What does “sustainability” mean? How can you incorporate sustainable practices into your daily life? Into your business? Into your classroom curriculum? Today, Arizona State University and Wells Fargo are unveiling a new platform that helps answer these questions, providing trustworthy, relevant and solutions-focused sustainability content to global audiences.
The platform, Sustainable Earth, is the result of a longstanding relationship between two institutions that seek positive environmental outcomes in communities around the world.
“What we want to do with Sustainable Earth is take the expertise of ASU, couple that with the capacity of Wells Fargo and other organizations to reach huge populations, and create a space where people can find toolkits and trustworthy resources for being good stewards of the environment,” says Christopher Boone, dean of the ASU School of Sustainability.
Initially, the collaboration focused on educational efforts to train K-12 teachers on how to make sustainability part of their curriculum. Then, conversations between Boone and CaSondra Devine, head of Enterprise Sustainability at Wells Fargo, led to expanding the message of sustainability to broader audiences with the 24 Hours of Sustainability event on Earth Day 2019.
This event brought sustainability tools and solutions to people in every time zone at the top of each hour and reached nearly 1.7 million viewers.
“Part of our corporate responsibility strategy is to increase sustainability awareness and encourage people to take action,” Devine says. “Teaming up with ASU, a recognized leader in sustainability, also helps us engage with the next generation of ‘eco heroes’ and provide them with tangible examples of how they can live sustainably — rethinking how we grow and consume food; how we produce and dispose of the things we buy; the impact of our carbon footprint; and how to manage our natural, economic and human resources.”
“We thought, all right, the 24 Hours of Sustainability day was great, but how can we make sure that every day is the day for sustainability?” Boone says.
Rather than limit themselves to one day, Boone and Devine decided to create a platform where sustainability information is always accessible and able to inspire action.

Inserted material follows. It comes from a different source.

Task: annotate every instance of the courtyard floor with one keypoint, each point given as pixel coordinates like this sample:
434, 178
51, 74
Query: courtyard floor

In addition to materials for teachers wanting to make a difference in the classroom, Sustainable Earth has tools for families to improve their homes and neighborhoods, as well as for employees to help their businesses go green.
The site will collect community feedback so that its creators can continually adapt it to the needs of users, in addition to curating users’ own innovations to improve sustainability.
Boone and Devine plan to make sustainability trainings more accessible to all by hosting them on the site. In particular, they aim to provide small and diverse businesses with pathways to earn sustainability certifications, since they often face more financial or logistical hurdles to complete them than larger businesses. In the future, they also hope to have conversations with business leaders on their training needs in the post-COVID-19 market.
“We know that sustainability is a passion for many of our employees, as demonstrated by the actions they take as environmental stewards. Now, through the Sustainable Earth project, we celebrate this shared passion with our external stakeholders, continuing to build on the premise that the more we do individually, the bigger impact we will have collectively,” says Devine.
In the field of sustainability, people often focus on the nature of environmental problems and the negative outcomes of poor societal choices. While these are important to understand, Boone says, Sustainable Earth is about focusing on solutions and thereby empowering everyday people.
“The key message for us is that we think that the world is awash in good ideas,” Boone says. “We want to inspire people through the notion that solutions do exist, that we can be innovative and that we can actually do things that leave a positive impact.”